Uma cena chocante em The Odyssey, novo filme de Christopher Nolan, tem causado reações fortes entre o público e críticos. A sequência mostra um filhote sendo jogado de um penhasco, um ato que, embora breve e sem imagens explícitas, provocou desconforto generalizado. A situação acontece durante um flashback em que Eumaeus, personagem interpretado por John Leguizamo, relembra como conheceu Argos, o fiel cão de caça de Odisseu (Matt Damon).
Para muitos espectadores, o momento foi além do aceitável, especialmente por envolver maus-tratos a um animal, tema sensível para donos de pets e amantes dos animais.
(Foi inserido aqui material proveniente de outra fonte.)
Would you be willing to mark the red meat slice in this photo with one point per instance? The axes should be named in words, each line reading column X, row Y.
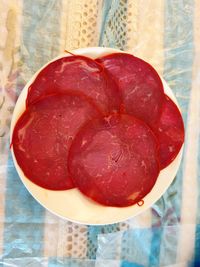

Apesar da admiração pelo diretor, a escolha de mostrar essa cena gerou questionamentos sobre a necessidade e o impacto emocional dessa violência.
A cena polêmica e seu contexto na trama
No flashback, Eumaeus pega um filhote de uma ninhada e o lança do penhasco, mas Odisseu impede que ele repita o ato. O som do filhote caindo ecoa no cinema, deixando clara a crueldade sem precisar mostrar imagens explícitas. Em seguida, a narrativa mostra Odisseu segurando um filhote que demonstra afeto, estabelecendo a conexão com Argos, que mais tarde aparece como um cão mais velho ao lado de seu dono.
Este episódio serve para explicar a ligação profunda entre Argos e Odisseu, mas a inclusão da crueldade gratuita causou desconforto. A sequência também apresenta momentos posteriores em que Argos sofre maus-tratos pelos pretendentes da esposa de Odisseu, Penélope, incluindo chutes e abandono em um monte de esterco, o que intensifica a tensão emocional do espectador.
Reações da crítica e do público
A cena gerou debates acalorados, com muitos questionando o que motivou Nolan a inserir um ato tão perturbador em sua obra. A crítica reconhece a qualidade geral do filme, que é apontado como um dos melhores do ano, mas não deixa de destacar que essa passagem específica pode alienar parte da audiência. O vínculo emocional que muitos têm com seus animais de estimação torna difícil aceitar a representação de violência contra eles, mesmo em contexto ficcional.
Por outro lado, a relação entre Odisseu e Argos é destacada como uma das partes mais emocionantes do filme, especialmente quando o cão reconhece seu mestre disfarçado de mendigo, com uma cena que comoveu muitos espectadores. Esse contraste entre o carinho e a crueldade evidencia o impacto da narrativa.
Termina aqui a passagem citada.